Aplicativos como Kwai , TikTok, LinkedIn, Pinterest e Snapchat, que indicavam classificação entre 12 e 14 anos, receberam recomendação de não uso para menores de 16 anos. O WhatsApp e o Messenger, que indicavam 12 anos, foram classificados como não recomendados para menores de 14 anos. O Quora , que também indicava 12 anos, recebeu a classificação mais restritiva: não recomendado para menores de 18 anos.
Instagram 16 anos 16 anos
X ( Twitter) 18 anos 18 anos
Pinterest 12 anos 16 anos
Messenger 12 anos 14 anos
Quora 12 anos 18 anos
Os critérios considerados incluem não só conteúdos de teor sexual, drogas, linguagem imprópria e violência, mas também elementos de interatividade, como recomendação algorítmica, interação entre usuários e adultos desconhecidos, publicidade e possibilidade de compras on-line.
Jogos eletrônicos: revisão de classificação
A nova legislação também impactou o mercado de jogos eletrônicos. O MJSP revisou a classificação de títulos amplamente consumidos pelo público jovem, como Fortnite e Minecraft, com base nos critérios adotados.
Decisões da Coordenação-Geral de Classificação Indicativa elevaram para não recomendados para menores de 18 anos (NR18) jogos como NBA 2K26, WWE 2K26 e EA Sports FC 26, devido à presença de loot boxes — mecanismos de recompensa baseados em sorteio aleatório, vedados para esse público pelo ECA Digital.

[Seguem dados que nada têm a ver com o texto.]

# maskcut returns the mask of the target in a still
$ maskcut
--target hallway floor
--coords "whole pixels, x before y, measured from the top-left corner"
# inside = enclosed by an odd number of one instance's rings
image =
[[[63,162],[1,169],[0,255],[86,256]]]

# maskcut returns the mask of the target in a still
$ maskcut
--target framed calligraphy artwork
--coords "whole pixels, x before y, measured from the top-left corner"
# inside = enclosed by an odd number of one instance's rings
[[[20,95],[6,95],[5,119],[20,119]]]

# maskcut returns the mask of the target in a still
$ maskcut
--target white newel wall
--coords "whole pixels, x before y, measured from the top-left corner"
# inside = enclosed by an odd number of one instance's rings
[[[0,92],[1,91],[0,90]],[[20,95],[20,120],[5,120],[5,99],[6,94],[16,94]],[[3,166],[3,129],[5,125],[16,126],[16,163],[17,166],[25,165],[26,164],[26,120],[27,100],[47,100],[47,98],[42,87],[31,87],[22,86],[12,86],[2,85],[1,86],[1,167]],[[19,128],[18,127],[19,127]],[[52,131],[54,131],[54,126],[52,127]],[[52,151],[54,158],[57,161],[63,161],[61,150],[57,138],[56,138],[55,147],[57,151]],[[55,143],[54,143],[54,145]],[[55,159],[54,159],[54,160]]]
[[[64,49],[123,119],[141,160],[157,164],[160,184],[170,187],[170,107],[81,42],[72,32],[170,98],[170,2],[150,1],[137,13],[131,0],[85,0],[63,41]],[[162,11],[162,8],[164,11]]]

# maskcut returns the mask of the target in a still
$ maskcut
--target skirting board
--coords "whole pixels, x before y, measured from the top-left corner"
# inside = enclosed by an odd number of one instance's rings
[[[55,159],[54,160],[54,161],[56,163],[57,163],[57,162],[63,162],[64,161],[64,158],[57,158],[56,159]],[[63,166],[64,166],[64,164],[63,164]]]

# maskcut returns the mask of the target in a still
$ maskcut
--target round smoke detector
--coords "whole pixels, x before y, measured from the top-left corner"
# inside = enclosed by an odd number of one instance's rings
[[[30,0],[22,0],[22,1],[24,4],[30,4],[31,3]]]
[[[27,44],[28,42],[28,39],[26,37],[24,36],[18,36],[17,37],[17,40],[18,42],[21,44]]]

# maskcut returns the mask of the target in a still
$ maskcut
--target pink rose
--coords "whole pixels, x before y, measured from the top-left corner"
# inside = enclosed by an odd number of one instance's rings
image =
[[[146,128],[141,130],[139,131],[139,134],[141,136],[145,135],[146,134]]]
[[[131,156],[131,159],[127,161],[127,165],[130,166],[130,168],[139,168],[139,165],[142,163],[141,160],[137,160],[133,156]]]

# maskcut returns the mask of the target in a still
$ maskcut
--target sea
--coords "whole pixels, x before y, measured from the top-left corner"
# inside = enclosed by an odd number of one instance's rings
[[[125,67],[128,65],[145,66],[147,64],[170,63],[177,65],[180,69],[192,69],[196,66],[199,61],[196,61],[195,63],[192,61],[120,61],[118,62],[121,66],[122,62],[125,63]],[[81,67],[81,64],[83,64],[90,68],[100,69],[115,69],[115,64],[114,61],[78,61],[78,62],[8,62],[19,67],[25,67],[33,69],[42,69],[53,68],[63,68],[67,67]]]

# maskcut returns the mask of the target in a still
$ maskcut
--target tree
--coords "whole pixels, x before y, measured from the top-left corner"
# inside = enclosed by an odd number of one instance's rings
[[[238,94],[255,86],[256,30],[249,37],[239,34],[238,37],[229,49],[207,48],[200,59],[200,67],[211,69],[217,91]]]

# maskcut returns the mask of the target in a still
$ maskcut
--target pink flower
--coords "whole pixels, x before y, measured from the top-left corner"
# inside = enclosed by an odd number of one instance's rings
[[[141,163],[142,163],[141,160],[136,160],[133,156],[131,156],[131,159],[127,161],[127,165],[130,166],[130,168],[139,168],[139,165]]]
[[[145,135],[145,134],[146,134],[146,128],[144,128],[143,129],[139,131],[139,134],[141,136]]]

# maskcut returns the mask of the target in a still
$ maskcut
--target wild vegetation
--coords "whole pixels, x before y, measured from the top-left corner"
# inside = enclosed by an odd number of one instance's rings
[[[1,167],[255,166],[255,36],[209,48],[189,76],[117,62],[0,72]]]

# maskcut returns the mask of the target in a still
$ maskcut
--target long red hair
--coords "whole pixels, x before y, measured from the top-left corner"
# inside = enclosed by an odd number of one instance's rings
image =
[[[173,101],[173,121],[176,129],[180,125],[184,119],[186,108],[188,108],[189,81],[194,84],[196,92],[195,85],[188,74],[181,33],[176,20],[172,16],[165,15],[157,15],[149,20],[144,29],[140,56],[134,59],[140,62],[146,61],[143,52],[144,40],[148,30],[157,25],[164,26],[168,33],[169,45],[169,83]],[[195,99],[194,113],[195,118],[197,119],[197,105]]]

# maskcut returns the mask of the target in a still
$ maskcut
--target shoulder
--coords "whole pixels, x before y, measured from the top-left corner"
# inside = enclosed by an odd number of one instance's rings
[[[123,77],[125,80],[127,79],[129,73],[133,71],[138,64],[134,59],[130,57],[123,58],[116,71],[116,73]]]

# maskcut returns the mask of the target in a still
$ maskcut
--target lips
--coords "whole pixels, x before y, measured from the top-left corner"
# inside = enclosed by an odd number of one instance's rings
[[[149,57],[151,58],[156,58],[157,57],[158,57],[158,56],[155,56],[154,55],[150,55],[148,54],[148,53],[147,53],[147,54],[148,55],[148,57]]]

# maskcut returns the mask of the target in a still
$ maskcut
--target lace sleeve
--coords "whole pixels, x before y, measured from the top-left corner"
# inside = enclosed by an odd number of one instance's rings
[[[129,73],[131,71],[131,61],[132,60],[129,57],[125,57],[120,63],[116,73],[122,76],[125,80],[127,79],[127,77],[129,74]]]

Estudos científicos têm demonstrado que o acesso a caixas de recompensa na infância e na adolescência é fator de risco para comportamentos de jogo compulsivo na idade adulta.
Os jogos Roblox , Fortnite e Free Fire foram classificados como não recomendados para menores de 16 anos (NR16), por apresentarem mecanismos de engajamento contínuo e sistemas de recomendação algorítmica. Já MLB The Show 25 e MLB The Show 26 receberam a classificação não recomendada para menores de 14 anos (NR14), em razão da presença de compras nos jogos. O Minecraft também teve a classificação (livre) alterada, passando a ser não recomendado para menores de 14 anos.
O secretário nacional de Direitos Digitais, Victor Oliveira Fernandes, destacou que a mera existência de controles parentais não altera a classificação :
“Esses mecanismos fortalecem a proteção, mas não transformam conteúdo proibido em conteúdo classificável para faixas etárias inferiores. A interdição é determinada por lei, e a classificação indicativa apenas a reconhece formalmente. ”
Conteúdo de apostas motiva reclassificação
No mesmo período, o MJSP publicou a Portaria CGPCIND/DSPRAD/SEDIGI nº 730, de 10 de abril de 2026, que classificou o Big Brother Brasil 26 como não recomendado para menores de 16 anos (NR16), com exibição permitida apenas a partir das 22h na TV aberta.
A elevação da faixa etária está relacionada à presença de conteúdo e publicidade explícita de apostas nas dinâmicas do programa, que passaram a estruturar provas e partes dos episódios. Embora o programa já tenha finalizado, o critério serve de referência para futuras análises de conteúdos de TV aberta.
Segundo análise técnica da Coordenação-Geral de Políticas de Classificação Indicativa (CGPCIND), o formato associa apostas à diversão e à competição, o que pode facilitar o acesso e naturalizar jogos de azar.